Il matrimonio di Fiorillo e i legami nel Reggino

Da tenere presente che, secondo quanto emerso nell’operazione “Crimine”, al matrimonio di Michele Fiorillo – svoltosi in un hotel di Vibo Valentia – presero parte, fra gli altri, Rocco Aquino (indicato quale esponente di vertice della “Provincia” e del “locale” di Marina di Gioiosa Ionica), Giuseppe Commisso di Siderno (pure lui al vertice della “Provincia” reggina) e rappresentanti delle “famiglie” Pelle e Giorgi di San Luca.
Proprio in occasione del matrimonio, Michele Fiorillo avrebbe ricevuto il grado di “santista”, mentre il 13 febbraio 2010 – secondo i servizi di osservazione della Squadra Mobile reggina – avrebbe partecipato ad un summit a Bovalino alla presenza del boss Giuseppe Pelle di San Luca, alias “Gambazza”, del capocrimine Domenico Oppedisano di Rosarno, di Giuseppe Commisso di Siderno (alias “U Mastru”), di Rocco Aquino, di Rocco Tassone (cl ’46) di Cassari di Nardodipace, di Salvatore Giuseppe, detto “Pino”, Galati (di Piscopio, condannato nel processo “Crimine” ed imputato anche in Rimpiazzo), di Rosario Battaglia e Nazzareno Battaglia, anche loro di Piscopio.

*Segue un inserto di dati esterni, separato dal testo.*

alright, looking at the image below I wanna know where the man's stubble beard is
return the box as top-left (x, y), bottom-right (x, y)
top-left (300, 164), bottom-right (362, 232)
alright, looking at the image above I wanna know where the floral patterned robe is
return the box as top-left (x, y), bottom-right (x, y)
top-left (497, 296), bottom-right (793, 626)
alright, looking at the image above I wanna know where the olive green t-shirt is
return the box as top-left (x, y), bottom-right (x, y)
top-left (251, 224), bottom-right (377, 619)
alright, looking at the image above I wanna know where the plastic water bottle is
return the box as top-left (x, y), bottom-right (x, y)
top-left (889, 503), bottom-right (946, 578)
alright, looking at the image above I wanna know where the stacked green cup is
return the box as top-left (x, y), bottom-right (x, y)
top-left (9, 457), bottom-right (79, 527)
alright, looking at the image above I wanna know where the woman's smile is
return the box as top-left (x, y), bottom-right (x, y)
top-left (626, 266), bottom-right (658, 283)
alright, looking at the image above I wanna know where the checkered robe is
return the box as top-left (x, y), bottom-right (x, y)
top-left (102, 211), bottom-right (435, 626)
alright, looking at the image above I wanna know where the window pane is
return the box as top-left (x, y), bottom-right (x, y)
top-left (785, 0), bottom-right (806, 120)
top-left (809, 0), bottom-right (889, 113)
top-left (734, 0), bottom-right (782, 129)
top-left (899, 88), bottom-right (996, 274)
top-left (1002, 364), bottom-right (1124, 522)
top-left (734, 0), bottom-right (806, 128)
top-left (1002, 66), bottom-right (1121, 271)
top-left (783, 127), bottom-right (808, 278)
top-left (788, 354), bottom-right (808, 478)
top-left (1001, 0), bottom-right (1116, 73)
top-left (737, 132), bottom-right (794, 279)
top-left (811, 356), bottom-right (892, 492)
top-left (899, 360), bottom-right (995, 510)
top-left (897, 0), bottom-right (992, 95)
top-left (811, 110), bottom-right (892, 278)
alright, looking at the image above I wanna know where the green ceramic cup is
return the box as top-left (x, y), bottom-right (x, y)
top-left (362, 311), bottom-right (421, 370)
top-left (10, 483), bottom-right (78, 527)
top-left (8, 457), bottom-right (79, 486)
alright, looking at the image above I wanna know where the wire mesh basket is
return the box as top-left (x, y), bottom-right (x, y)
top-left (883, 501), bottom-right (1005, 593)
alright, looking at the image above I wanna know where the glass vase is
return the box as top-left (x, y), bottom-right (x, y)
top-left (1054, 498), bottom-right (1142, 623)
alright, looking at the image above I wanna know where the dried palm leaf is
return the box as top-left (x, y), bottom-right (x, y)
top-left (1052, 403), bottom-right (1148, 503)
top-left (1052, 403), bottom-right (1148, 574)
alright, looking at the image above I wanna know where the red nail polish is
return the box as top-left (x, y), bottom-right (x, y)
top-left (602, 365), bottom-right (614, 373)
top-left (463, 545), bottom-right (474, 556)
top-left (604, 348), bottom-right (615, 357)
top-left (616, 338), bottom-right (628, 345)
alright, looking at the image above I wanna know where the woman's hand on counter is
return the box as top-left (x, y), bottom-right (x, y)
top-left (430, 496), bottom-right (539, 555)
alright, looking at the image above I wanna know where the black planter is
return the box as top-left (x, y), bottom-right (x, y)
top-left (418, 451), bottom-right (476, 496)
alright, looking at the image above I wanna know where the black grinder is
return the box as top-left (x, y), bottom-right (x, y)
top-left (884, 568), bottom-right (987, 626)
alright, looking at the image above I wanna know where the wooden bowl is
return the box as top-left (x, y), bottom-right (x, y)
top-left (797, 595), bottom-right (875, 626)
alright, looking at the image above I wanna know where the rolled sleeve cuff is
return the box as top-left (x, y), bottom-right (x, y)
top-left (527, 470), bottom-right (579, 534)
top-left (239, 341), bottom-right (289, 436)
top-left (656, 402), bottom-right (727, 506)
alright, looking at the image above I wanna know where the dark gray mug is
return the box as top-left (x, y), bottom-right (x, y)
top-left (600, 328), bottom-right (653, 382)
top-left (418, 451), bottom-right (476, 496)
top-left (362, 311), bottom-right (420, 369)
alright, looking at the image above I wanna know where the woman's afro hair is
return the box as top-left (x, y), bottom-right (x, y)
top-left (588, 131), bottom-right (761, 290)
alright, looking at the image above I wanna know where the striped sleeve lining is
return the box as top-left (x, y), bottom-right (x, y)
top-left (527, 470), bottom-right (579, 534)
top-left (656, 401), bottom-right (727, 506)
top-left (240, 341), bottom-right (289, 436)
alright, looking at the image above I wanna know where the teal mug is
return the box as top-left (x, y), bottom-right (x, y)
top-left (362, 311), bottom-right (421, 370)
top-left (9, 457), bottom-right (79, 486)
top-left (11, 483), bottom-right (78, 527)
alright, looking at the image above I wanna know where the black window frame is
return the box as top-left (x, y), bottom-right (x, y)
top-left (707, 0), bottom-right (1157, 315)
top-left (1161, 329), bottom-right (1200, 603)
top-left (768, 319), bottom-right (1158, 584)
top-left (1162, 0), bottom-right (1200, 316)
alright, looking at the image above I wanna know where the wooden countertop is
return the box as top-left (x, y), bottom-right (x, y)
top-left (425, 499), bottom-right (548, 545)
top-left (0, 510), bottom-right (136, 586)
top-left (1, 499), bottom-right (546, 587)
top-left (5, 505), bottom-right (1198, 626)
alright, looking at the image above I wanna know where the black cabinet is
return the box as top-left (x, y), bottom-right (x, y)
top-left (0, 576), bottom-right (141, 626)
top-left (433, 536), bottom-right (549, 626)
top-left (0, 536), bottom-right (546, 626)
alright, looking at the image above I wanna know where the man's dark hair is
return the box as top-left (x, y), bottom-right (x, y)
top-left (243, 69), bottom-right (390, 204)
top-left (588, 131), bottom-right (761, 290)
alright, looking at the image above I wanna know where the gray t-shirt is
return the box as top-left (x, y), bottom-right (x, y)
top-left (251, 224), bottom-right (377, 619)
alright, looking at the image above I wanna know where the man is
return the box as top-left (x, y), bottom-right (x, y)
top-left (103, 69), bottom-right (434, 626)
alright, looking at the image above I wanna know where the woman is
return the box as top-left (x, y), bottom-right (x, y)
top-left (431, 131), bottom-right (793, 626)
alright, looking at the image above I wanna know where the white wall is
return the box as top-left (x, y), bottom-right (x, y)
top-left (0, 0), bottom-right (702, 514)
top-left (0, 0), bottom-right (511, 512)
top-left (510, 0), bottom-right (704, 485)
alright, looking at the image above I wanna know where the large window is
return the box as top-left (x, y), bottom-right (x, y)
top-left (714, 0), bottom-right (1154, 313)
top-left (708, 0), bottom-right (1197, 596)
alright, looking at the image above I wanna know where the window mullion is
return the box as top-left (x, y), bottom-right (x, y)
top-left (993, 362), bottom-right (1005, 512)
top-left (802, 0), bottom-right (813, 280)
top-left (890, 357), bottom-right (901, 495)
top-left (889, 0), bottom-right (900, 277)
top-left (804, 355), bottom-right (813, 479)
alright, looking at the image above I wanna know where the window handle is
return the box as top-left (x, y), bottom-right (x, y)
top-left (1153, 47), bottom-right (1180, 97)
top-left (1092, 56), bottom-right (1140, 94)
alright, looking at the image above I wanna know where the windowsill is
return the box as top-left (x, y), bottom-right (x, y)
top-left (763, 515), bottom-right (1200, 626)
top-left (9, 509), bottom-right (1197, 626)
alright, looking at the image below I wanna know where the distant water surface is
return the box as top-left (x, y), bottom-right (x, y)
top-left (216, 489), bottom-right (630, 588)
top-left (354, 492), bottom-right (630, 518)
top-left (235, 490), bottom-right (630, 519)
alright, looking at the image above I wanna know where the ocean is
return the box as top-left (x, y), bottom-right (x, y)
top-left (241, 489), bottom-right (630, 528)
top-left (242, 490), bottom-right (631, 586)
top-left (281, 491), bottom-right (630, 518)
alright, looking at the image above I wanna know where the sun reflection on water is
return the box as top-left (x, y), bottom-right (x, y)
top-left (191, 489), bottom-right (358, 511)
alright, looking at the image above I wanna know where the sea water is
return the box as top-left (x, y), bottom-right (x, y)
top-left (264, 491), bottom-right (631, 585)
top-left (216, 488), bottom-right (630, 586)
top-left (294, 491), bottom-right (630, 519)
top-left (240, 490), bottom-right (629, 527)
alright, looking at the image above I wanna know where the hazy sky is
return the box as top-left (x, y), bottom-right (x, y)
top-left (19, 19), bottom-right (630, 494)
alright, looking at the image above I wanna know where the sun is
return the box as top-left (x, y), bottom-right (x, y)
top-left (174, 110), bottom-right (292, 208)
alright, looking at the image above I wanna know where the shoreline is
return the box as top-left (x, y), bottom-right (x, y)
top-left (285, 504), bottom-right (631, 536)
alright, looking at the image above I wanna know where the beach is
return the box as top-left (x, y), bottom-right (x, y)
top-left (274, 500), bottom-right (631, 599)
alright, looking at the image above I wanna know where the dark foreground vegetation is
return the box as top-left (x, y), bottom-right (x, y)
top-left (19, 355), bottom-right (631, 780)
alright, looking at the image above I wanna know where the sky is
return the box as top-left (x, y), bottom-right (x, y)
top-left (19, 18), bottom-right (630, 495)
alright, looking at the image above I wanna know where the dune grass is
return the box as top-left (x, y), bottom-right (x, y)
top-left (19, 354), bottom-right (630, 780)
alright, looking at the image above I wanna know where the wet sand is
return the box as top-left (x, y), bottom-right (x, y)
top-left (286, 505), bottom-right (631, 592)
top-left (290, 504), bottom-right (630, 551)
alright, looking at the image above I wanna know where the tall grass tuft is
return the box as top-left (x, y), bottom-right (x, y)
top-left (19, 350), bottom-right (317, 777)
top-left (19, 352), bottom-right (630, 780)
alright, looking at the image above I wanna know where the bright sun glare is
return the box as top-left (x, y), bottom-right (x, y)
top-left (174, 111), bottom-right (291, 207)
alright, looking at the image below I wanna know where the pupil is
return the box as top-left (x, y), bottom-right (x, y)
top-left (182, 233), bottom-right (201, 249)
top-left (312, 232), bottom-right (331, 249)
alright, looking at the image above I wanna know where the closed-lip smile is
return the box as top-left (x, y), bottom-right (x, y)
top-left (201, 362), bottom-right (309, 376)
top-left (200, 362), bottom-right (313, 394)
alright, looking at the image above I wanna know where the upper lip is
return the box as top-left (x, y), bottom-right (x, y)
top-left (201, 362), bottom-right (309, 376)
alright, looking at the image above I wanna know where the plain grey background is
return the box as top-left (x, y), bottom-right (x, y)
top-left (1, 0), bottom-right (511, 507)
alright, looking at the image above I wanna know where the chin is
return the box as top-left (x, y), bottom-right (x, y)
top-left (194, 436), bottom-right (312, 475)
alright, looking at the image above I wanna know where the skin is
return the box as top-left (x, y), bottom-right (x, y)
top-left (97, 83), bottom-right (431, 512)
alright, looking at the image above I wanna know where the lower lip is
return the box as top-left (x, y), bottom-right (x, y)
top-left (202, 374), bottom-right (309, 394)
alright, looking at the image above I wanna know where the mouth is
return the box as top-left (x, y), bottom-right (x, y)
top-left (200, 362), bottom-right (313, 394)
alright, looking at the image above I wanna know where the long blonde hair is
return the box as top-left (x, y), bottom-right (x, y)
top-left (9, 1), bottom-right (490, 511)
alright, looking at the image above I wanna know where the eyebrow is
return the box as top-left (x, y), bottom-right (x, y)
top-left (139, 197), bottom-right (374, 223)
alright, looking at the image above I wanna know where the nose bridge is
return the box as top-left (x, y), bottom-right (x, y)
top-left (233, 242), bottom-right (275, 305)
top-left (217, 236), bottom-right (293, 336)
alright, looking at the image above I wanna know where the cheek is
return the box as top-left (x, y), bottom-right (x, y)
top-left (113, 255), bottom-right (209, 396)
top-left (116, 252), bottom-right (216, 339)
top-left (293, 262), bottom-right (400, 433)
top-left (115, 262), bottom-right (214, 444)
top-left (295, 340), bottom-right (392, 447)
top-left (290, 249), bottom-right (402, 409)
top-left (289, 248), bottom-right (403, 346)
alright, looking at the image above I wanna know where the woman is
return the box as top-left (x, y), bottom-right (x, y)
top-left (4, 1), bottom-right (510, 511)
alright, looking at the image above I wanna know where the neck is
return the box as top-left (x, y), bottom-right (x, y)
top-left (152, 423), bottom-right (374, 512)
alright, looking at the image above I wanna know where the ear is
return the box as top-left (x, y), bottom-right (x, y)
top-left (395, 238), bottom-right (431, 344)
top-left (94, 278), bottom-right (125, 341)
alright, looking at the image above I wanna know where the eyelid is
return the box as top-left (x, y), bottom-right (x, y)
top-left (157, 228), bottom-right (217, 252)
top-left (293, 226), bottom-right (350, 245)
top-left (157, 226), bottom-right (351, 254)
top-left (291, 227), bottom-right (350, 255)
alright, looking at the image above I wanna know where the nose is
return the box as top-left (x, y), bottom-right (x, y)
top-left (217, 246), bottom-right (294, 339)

Nelle intercettazioni agli atti del processo “Crimine” è direttamente il boss Giuseppe Commisso a spiegare ad un suo cugino come, in realtà, il matrimonio di Fiorillo sia servito anche per una vera e propria “riunione di ‘ndrangheta”, un incontro fondamentale per assegnare le cariche di “santista” sia Michele Fiorillo che a Pino Galati.
In altre intercettazioni ambientali, captate il 15 ottobre 2009 nella lavanderia “Apegreen” di Siderno, di proprietà di Giuseppe Commisso, lo stesso boss presentava ai due vibonesi, andati sin lì a trovarlo, il boss Rocco Aquino di Marina di Gioiosa Ionica come “l’amico del defunto Damiano Vallelunga”, il capo dei “Viperari” di Serra San Bruno ucciso appena quindici giorni prima a Riace dinanzi al santuario dei santi Cosma e Damiano.
Personaggio di primo piano nella geografia mafiosa calabrese, dunque, Michele Fiorillo, per il quale si sono ora spalancate le porte del carcere duro.